Indonesiainside.id – Menteri Pemberdayaan Perempuan dan Perlindungan Anak (PPPA), Arifah Fauzi menyampaikan keprihatinan mendalam atas meningkatnya kasus penculikan anak di berbagai daerah. Ia menegaskan bahwa situasi ini menjadi peringatan serius mengenai perlunya penguatan pengawasan dan sistem perlindungan anak di semua tingkat.
“Kekerasan dan berbagai bentuk perlakuan salah terhadap anak, termasuk penculikan, adalah pelanggaran berat terhadap hak anak. Ketika seorang anak menjadi korban, itu berarti masih ada celah dalam pengawasan dan perlindungan kita,” ujar Menteri PPPA di Jakarta, dikutip Senin (17/11).
Ia menekankan bahwa negara, keluarga, sekolah, dan lingkungan publik harus hadir memastikan keamanan anak di mana pun mereka berada. Menurutnya, kerentanan anak terhadap penculikan dipengaruhi banyak faktor, seperti lemahnya pengawasan keluarga, kedekatan pelaku dengan lingkungan korban, pemanfaatan media sosial untuk memantau aktivitas anak, hingga rendahnya kewaspadaan masyarakat.
“Banyak kasus menunjukkan pelaku bukan orang asing, melainkan berasal dari lingkungan terdekat,” jelasnya.

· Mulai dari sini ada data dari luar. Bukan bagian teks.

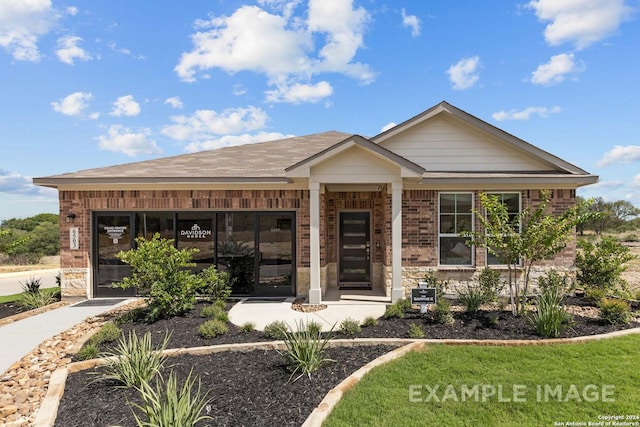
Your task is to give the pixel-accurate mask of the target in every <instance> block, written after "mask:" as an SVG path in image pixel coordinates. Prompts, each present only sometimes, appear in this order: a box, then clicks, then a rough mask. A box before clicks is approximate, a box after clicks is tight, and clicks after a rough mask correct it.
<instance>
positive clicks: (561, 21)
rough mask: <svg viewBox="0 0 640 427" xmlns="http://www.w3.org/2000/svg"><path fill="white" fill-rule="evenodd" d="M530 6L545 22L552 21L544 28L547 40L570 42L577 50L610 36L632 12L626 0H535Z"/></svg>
mask: <svg viewBox="0 0 640 427" xmlns="http://www.w3.org/2000/svg"><path fill="white" fill-rule="evenodd" d="M527 6H528V7H529V8H531V9H534V10H535V14H536V16H537V17H538V19H540V20H541V21H545V22H546V21H550V23H549V24H548V25H547V27H546V28H545V30H544V37H545V39H546V40H547V43H549V44H550V45H551V46H558V45H561V44H563V43H565V42H569V43H572V44H573V45H574V46H575V47H576V48H577V49H584V48H585V47H587V46H589V45H591V44H593V43H596V42H598V41H600V40H603V39H605V38H606V37H608V36H610V35H611V34H613V33H614V32H615V31H616V30H617V29H618V27H619V26H620V23H621V22H622V21H623V20H625V19H627V18H628V17H629V16H630V15H631V13H632V9H631V8H630V7H628V6H625V4H624V0H533V1H530V2H529V3H528V4H527Z"/></svg>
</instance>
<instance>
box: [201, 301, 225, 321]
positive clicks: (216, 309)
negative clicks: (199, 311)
mask: <svg viewBox="0 0 640 427" xmlns="http://www.w3.org/2000/svg"><path fill="white" fill-rule="evenodd" d="M200 317H210V318H212V319H217V320H220V321H222V322H228V321H229V313H227V312H226V311H224V308H220V306H218V305H216V304H213V305H208V306H206V307H205V308H203V309H202V311H200Z"/></svg>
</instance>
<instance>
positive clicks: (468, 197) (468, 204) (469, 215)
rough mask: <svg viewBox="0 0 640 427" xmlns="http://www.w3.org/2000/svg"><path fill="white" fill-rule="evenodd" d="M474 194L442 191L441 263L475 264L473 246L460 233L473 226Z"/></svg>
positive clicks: (442, 264)
mask: <svg viewBox="0 0 640 427" xmlns="http://www.w3.org/2000/svg"><path fill="white" fill-rule="evenodd" d="M472 208H473V194H471V193H440V208H439V209H440V210H439V233H438V243H439V247H440V265H473V259H472V251H471V247H469V246H467V245H466V244H465V241H466V240H467V239H466V238H464V237H460V236H459V233H461V232H463V231H471V230H472V226H473V214H472Z"/></svg>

Menteri PPPA mendorong penguatan peran keluarga melalui pola pengasuhan yang waspada, pendampingan anak di ruang publik, serta komunikasi terbuka dengan anak mengenai situasi yang berpotensi berbahaya. Ia juga mengajak lingkungan sosial untuk lebih peka terhadap tanda-tanda mencurigakan. Terkait penegakan hukum, Menteri PPPA menegaskan perlunya hukuman yang tegas bagi para pelaku penculikan anak.

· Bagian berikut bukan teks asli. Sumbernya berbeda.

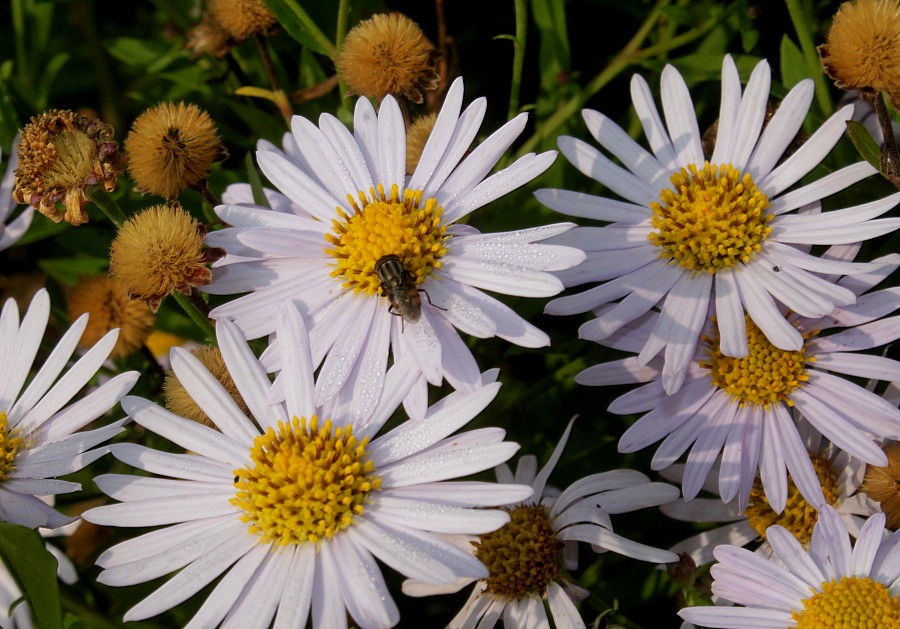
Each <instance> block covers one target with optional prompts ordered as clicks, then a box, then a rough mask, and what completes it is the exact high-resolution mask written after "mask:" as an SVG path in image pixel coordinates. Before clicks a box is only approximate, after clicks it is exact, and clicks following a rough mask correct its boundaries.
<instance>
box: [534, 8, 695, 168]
mask: <svg viewBox="0 0 900 629" xmlns="http://www.w3.org/2000/svg"><path fill="white" fill-rule="evenodd" d="M669 1H670V0H659V1H658V2H657V3H656V6H654V7H653V9H652V10H651V11H650V12H649V13H648V14H647V18H646V19H645V20H644V23H643V24H641V26H640V28H639V29H638V30H637V32H636V33H635V34H634V36H633V37H632V38H631V40H630V41H629V42H628V43H627V44H626V45H625V47H624V48H623V49H622V50H621V51H619V53H618V54H617V55H616V56H615V57H614V58H613V60H612V61H611V62H610V63H609V65H607V66H606V68H604V69H603V71H602V72H601V73H600V74H598V75H597V76H595V77H594V78H593V79H592V80H591V82H590V83H588V84H587V86H585V88H584V89H583V90H581V92H579V93H578V94H576V95H575V96H573V97H572V98H571V99H569V101H567V102H566V103H564V104H563V105H562V106H561V107H560V108H559V109H557V110H556V112H555V113H554V114H553V115H552V116H550V117H549V118H547V120H545V121H543V122H542V123H541V124H540V125H538V127H539V130H538V132H537V133H535V134H534V135H532V136H531V137H530V138H528V140H527V141H526V142H525V143H524V144H523V145H522V147H521V148H520V149H519V151H518V153H517V156H521V155H525V154H526V153H530V152H532V151H534V150H535V149H536V148H537V146H538V145H539V144H540V143H541V142H543V141H544V139H546V138H548V137H552V136H554V135H556V129H558V128H559V127H560V126H562V125H563V124H564V123H566V122H567V121H569V120H570V119H571V118H572V117H573V116H575V115H577V114H578V111H579V110H580V109H581V108H582V107H583V106H584V103H586V102H587V100H588V99H589V98H591V97H592V96H593V95H594V94H596V93H597V92H599V91H600V90H601V89H602V88H603V87H604V86H605V85H606V84H607V83H609V82H610V81H612V80H613V79H614V78H615V77H616V76H617V75H618V74H619V73H620V72H622V71H623V70H624V69H625V68H627V67H628V66H629V65H631V64H632V63H634V62H635V61H636V60H637V59H639V58H640V57H643V56H648V54H647V52H646V51H653V52H652V53H650V54H657V53H658V52H659V51H660V50H661V49H662V48H660V46H665V48H666V49H668V48H674V47H675V44H672V43H671V42H674V41H675V40H683V39H684V35H682V36H681V37H673V38H672V40H671V42H665V44H658V45H657V46H654V47H650V48H647V49H646V50H645V51H642V52H641V53H639V52H638V49H639V48H640V47H641V44H643V43H644V40H645V39H646V38H647V36H648V35H649V34H650V31H651V30H652V29H653V27H654V26H655V25H656V22H657V20H658V19H659V14H660V9H662V8H663V7H664V6H666V5H667V4H669ZM697 30H698V34H697V37H699V36H700V34H702V33H700V32H699V31H701V30H702V32H703V33H705V32H706V30H707V29H697ZM690 32H691V31H689V33H690ZM689 33H685V35H687V34H689ZM680 43H683V41H682V42H680ZM680 43H679V44H678V45H680Z"/></svg>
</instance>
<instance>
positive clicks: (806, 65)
mask: <svg viewBox="0 0 900 629" xmlns="http://www.w3.org/2000/svg"><path fill="white" fill-rule="evenodd" d="M785 1H786V3H787V7H788V13H790V16H791V22H793V24H794V30H795V31H797V39H798V40H799V42H800V49H801V50H802V51H803V56H804V57H805V58H806V69H807V70H808V71H809V73H810V74H811V75H812V79H813V81H814V82H815V84H816V101H817V102H818V103H819V108H820V109H821V110H822V115H823V116H829V115H830V114H831V112H832V111H833V110H834V107H833V105H832V103H831V97H830V95H829V92H828V84H827V83H826V82H825V73H824V72H822V62H821V61H820V60H819V53H818V51H817V50H816V44H815V42H814V41H813V39H812V31H811V30H810V28H809V23H808V22H807V20H806V13H805V11H804V10H803V7H802V6H801V5H800V0H785Z"/></svg>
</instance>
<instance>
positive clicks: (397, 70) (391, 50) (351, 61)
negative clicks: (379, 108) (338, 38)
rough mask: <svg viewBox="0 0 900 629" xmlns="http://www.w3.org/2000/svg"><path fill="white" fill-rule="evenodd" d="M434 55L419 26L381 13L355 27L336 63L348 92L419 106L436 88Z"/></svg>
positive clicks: (435, 67)
mask: <svg viewBox="0 0 900 629" xmlns="http://www.w3.org/2000/svg"><path fill="white" fill-rule="evenodd" d="M437 55H438V53H437V52H436V51H435V50H434V48H433V46H432V45H431V43H430V42H429V41H428V40H427V39H426V38H425V35H424V34H423V33H422V30H421V29H420V28H419V26H418V25H417V24H416V23H415V22H413V21H412V20H410V19H409V18H408V17H406V16H405V15H403V14H400V13H380V14H378V15H374V16H372V18H370V19H368V20H365V21H363V22H360V23H359V24H357V25H356V26H354V27H353V28H352V29H351V30H350V32H349V33H347V37H346V39H344V46H343V49H342V50H341V53H340V55H339V56H338V59H337V64H336V65H337V71H338V73H339V74H340V75H341V76H343V78H344V80H345V81H346V82H347V85H348V86H349V87H350V90H351V92H353V93H354V94H360V95H363V96H368V97H370V98H377V99H378V100H381V99H382V98H384V97H385V96H387V95H388V94H393V95H394V96H402V97H403V98H406V99H407V100H409V101H412V102H414V103H421V102H422V91H423V90H435V89H437V86H438V81H439V77H438V74H437V67H436V63H437Z"/></svg>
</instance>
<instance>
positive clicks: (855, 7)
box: [819, 0, 900, 105]
mask: <svg viewBox="0 0 900 629" xmlns="http://www.w3.org/2000/svg"><path fill="white" fill-rule="evenodd" d="M819 56H820V57H821V58H822V65H823V66H824V68H825V71H826V72H827V73H828V76H830V77H831V78H832V79H834V83H835V85H837V86H838V87H839V88H841V89H845V90H860V91H861V92H863V94H864V95H868V97H869V98H870V99H871V98H872V97H873V96H874V95H875V94H876V93H877V92H879V91H881V90H884V91H885V92H886V93H887V95H888V97H889V98H890V99H891V101H892V102H893V103H894V104H895V105H900V0H857V2H845V3H843V4H842V5H841V6H840V8H838V11H837V13H836V14H835V16H834V21H833V22H832V24H831V29H830V30H829V31H828V37H827V38H826V40H825V43H824V44H823V45H821V46H819Z"/></svg>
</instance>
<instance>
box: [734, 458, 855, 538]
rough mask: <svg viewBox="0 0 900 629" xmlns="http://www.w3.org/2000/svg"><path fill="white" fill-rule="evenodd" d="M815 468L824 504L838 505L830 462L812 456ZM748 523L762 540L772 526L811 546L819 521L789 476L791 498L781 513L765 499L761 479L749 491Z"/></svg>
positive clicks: (832, 470)
mask: <svg viewBox="0 0 900 629" xmlns="http://www.w3.org/2000/svg"><path fill="white" fill-rule="evenodd" d="M810 458H811V459H812V464H813V469H815V470H816V475H817V476H818V477H819V483H820V484H821V485H822V492H823V493H824V494H825V501H826V502H827V503H828V504H830V505H831V506H833V507H836V506H838V483H837V475H836V474H835V471H834V468H833V467H832V466H831V463H830V462H829V461H828V460H827V459H824V458H822V457H820V456H812V457H810ZM744 515H745V516H747V518H748V521H747V524H749V525H750V526H751V527H753V529H754V530H755V531H756V532H757V533H759V536H760V537H761V538H762V539H766V529H767V528H769V527H770V526H773V525H776V524H777V525H778V526H783V527H784V528H786V529H787V530H788V531H790V532H791V534H792V535H793V536H794V537H796V538H797V539H798V540H799V541H800V543H801V544H803V546H806V545H807V544H809V540H811V539H812V531H813V527H814V526H815V524H816V520H817V519H818V517H819V515H818V511H817V510H816V509H815V508H814V507H813V506H812V505H811V504H809V503H808V502H807V501H806V499H805V498H804V497H803V494H801V493H800V490H799V489H797V486H796V485H794V481H793V480H792V479H791V477H790V476H788V499H787V504H786V505H785V507H784V511H782V512H781V513H775V512H774V511H773V510H772V507H771V506H770V505H769V501H768V500H767V499H766V494H765V492H764V491H763V489H762V484H761V483H760V482H759V479H757V480H756V482H755V483H754V484H753V489H752V490H751V491H750V504H749V506H748V507H747V510H746V511H744Z"/></svg>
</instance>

“Ini penting untuk memberikan efek jera dan memastikan kejahatan serupa tidak terulang,” kata dia.
Ia menambahkan bahwa perlindungan anak telah memiliki landasan hukum kuat melalui UU No. 35 Tahun 2014 tentang Perlindungan Anak, yang mewajibkan negara memberikan perlindungan khusus bagi anak korban penculikan.
Kemen PPPA terus memperkuat koordinasi dengan pemerintah daerah, kepolisian, dan jejaring layanan untuk memastikan respons cepat terhadap laporan anak hilang. Layanan Sahabat Perempuan dan Anak (SAPA) 129 juga ditingkatkan agar pelaporan dapat segera diteruskan ke pihak berwenang. “Kecepatan respons sangat menentukan keselamatan anak,” tegas Menteri PPPA.
Menteri PPPA mengajak masyarakat untuk berani melapor jika melihat situasi mencurigakan atau dugaan penculikan, melalui UPTD PPA, layanan berbasis masyarakat, kepolisian, atau hotline SAPA 129 dan WhatsApp 08111-129-129. “Keselamatan anak adalah prioritas kita bersama. Tidak boleh ada satu pun anak Indonesia yang menjadi korban penculikan atau kekerasan. Mari wujudkan lingkungan yang aman bagi seluruh anak,” tutupnya.